Feb 26 Morning: So far this winter, most of the storms ended up changing with last minute trends in the short range on the models, and Monday’s storm seems to be no exception, as the latest 12z NAM run takes the low pressure directly over the area instead of the western Northeast, and the GFS brings this storm in two waves, one of them mainly to the north of the area and the other one to the south of the area. With the current uncertainty, the next update will be posted tonight after I review this afternoon’s model runs to determine what changes, if any, should be made to the forecast.
Today, the area saw a widespread heavy rain event as a low pressure tracked over the immediate NYC area. In addition, windy conditions were observed in Long Island and parts of the immediate NYC area and southern Connecticut, with winds gusting up to nearly 60 mph in parts of Long Island, and in the early afternoon, a line of strong thunderstorms moved through parts of the immediate NYC area extending further southwest into Delaware. With the storm out of the region, windy conditions will begin to end, with light winds expected by tomorrow morning.
Much colder temperatures are expected tomorrow in places that were in the warm sector of the storm today, including Long Island, parts of southern Connecticut and New York City, with a weak storm bringing light rain/snow from NYC and further north on Sunday morning, however the set up will quickly change overnight, with heavy rain and thunderstorms expected for Monday evening/night as temperatures approach the 60 degree mark in parts of the area.
Tomorrow will bring drier conditions to the area, with partly sunny skies in the morning and increasing clouds in the afternoon as the next storm approaches. High temperatures will be in the mid to upper 30s for most of the area, with upper 30s to lower 40s in the immediate NYC area. A northwest turning southwest wind is expected.
Sunday: Light Snow Expected
On Saturday night, cloud cover will increase ahead of a weak disturbance moving from west to east towards the Northeast. The NAM model earlier today continued to suggest that this would be far south enough to bring several inches of snow to the area, though the rest of the models are further north, and the NAM also adjusted north with its latest run once again, bringing 2 to 4 inches of snow from central New York into southwestern Maine.

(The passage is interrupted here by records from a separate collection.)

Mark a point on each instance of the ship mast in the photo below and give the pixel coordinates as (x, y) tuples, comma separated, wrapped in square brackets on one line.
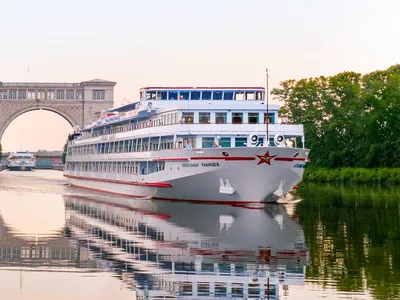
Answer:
[(267, 116)]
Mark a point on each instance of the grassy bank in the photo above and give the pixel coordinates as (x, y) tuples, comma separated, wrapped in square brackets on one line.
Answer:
[(353, 175)]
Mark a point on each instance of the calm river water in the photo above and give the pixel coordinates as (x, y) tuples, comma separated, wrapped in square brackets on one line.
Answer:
[(60, 242)]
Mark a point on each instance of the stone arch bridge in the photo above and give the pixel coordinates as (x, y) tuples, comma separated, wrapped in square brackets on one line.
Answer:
[(78, 103)]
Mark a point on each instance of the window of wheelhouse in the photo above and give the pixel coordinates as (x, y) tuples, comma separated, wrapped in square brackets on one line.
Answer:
[(183, 95), (162, 95), (207, 142), (240, 142), (151, 95), (225, 142), (204, 117), (271, 118), (206, 95), (253, 118), (189, 116), (237, 118), (195, 95), (228, 95), (250, 95), (172, 95), (217, 95), (259, 95), (221, 118), (239, 95)]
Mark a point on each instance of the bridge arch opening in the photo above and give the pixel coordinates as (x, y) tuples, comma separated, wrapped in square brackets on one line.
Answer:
[(36, 129)]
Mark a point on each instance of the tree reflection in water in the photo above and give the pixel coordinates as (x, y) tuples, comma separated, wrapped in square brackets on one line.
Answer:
[(353, 235)]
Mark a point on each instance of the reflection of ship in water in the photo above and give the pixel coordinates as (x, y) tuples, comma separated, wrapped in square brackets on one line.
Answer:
[(50, 252), (193, 251)]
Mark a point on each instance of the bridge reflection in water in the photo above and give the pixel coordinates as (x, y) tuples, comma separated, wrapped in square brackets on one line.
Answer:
[(167, 250)]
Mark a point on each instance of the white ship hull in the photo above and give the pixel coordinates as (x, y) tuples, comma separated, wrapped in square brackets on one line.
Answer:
[(245, 174)]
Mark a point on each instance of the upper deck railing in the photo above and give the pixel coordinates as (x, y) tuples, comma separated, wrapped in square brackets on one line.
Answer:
[(202, 93)]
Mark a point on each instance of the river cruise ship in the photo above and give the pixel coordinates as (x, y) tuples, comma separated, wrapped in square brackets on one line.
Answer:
[(22, 161), (193, 144)]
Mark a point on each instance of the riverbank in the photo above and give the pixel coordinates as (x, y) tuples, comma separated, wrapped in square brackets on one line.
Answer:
[(353, 175)]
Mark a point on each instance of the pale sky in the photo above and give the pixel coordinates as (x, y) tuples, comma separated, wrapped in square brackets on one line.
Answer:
[(184, 43)]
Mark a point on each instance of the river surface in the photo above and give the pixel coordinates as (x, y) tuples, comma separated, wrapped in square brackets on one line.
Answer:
[(61, 242)]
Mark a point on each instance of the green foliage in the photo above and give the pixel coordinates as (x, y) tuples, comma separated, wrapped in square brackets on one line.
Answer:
[(353, 233), (353, 175), (350, 120)]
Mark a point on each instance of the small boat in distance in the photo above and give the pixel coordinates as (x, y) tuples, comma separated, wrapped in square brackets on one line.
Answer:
[(23, 161), (218, 145)]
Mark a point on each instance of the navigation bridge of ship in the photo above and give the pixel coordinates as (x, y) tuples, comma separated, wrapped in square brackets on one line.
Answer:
[(78, 103)]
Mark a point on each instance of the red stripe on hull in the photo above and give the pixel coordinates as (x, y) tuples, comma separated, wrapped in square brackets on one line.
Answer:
[(149, 184), (204, 158), (223, 158), (289, 159), (172, 158)]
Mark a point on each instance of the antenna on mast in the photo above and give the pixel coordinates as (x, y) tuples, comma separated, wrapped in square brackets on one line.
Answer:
[(267, 113)]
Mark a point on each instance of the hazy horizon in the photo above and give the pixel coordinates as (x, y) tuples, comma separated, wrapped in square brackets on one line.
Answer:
[(185, 43)]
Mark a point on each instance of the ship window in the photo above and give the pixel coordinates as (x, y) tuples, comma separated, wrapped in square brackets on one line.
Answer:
[(237, 291), (184, 95), (240, 142), (253, 118), (239, 95), (220, 289), (206, 95), (249, 95), (186, 288), (217, 95), (203, 289), (237, 118), (271, 118), (208, 142), (188, 117), (173, 96), (151, 95), (221, 118), (161, 95), (228, 95), (195, 95), (225, 142), (204, 117)]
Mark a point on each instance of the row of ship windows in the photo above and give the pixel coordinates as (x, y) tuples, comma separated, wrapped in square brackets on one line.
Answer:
[(37, 252), (204, 95), (190, 118), (49, 94), (153, 144), (136, 145), (126, 167)]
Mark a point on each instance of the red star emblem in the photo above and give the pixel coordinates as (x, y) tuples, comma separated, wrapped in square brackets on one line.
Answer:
[(266, 158)]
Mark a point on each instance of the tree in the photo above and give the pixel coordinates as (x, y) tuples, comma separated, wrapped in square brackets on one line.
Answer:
[(350, 120)]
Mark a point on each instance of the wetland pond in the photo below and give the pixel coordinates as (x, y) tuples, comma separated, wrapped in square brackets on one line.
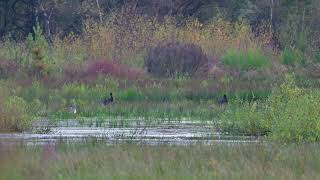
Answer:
[(182, 132)]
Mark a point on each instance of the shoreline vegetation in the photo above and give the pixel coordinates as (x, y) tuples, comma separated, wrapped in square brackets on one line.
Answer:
[(166, 68), (93, 160)]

Despite most of the precipitation staying to the north of the area, as there will be enough cold, light snow is expected to fall from New York City and further north during Sunday morning, which may accumulate up to 2 inches well north of NYC. The snow will mix with and change over to rain in the southern and eastern parts of the area, including Long Island and New York City, though the northwestern parts of the area may stay with plain snow until the storm ends in the late morning. Behind the storm, some clearing in the cloud cover is expected with high temperatures rising into the lower to upper 40s across the area.
Monday: Storm To Bring Rain, Thunderstorms, Wind
Between Sunday and Monday, the set up will go from one extreme to another, with Sunday bringing light snow to the Northeast and Monday bringing heavy rain, warm temperatures and thunderstorms. There is some uncertainty with the storm’s smaller details, though the overall picture is generally clear.
A storm is expected to develop in the Rockies on Sunday, moving towards the Ohio Valley on Monday. The exact timing is still uncertain, though from there, the storm is expected to move through the western Northeast overnight. The latest NAM run took the low pressure right over the area, though this is still the NAM’s longer range where its accuracy is not as good as its shorter range, and it is subject to changes. The storm will start in the overnight hours on Sunday, and with 850 mb temperatures above freezing and surface temperatures in the lower to mid 30s inland, the storm might start out with some light freezing rain in the interior parts of the area, though any freezing rain will not last long and will change over to rain by the time that the steadier precipitation moves in.
As the warm front moves through, a steady moderate to potentially heavy rain will affect the area from the early morning to the early or late afternoon hours. Temperatures will steadily rise throughout the day, and will peak sometime around the early overnight hours in the lower to mid 50s across most of the area with mid to upper 50s for the immediate NYC area. The exact time when temperatures will peak depends on the storm’s timing, ranging from the evening hours to the middle of the overnight hours. After the first round of rain ends, most models indicate a break in the rain, which may range from the mid afternoon hours to the early overnight hours. The cold front will then move through sometime during the overnight hours, bringing the potential for heavy rain and thunderstorms, which may produce gusty winds.
There is still uncertainty with parts of the storm, especially with the timing and the exact track, though the potential is there for heavy rain out of this storm with totals near or over 1 inch, which may lead to additional flooding in parts of the area, and there is also the potential for more rain, thunderstorms and gusty winds with the cold front in the overnight hours. Stay tuned for more information on this storm and how it may affect the area.
Longer Range: Behind this storm, temperatures will return to more seasonable levels with a stretch of dry conditions expected. These dry conditions will last until about March 5-7, when the next storm is expected. More information will be posted on the longer range as details become clearer.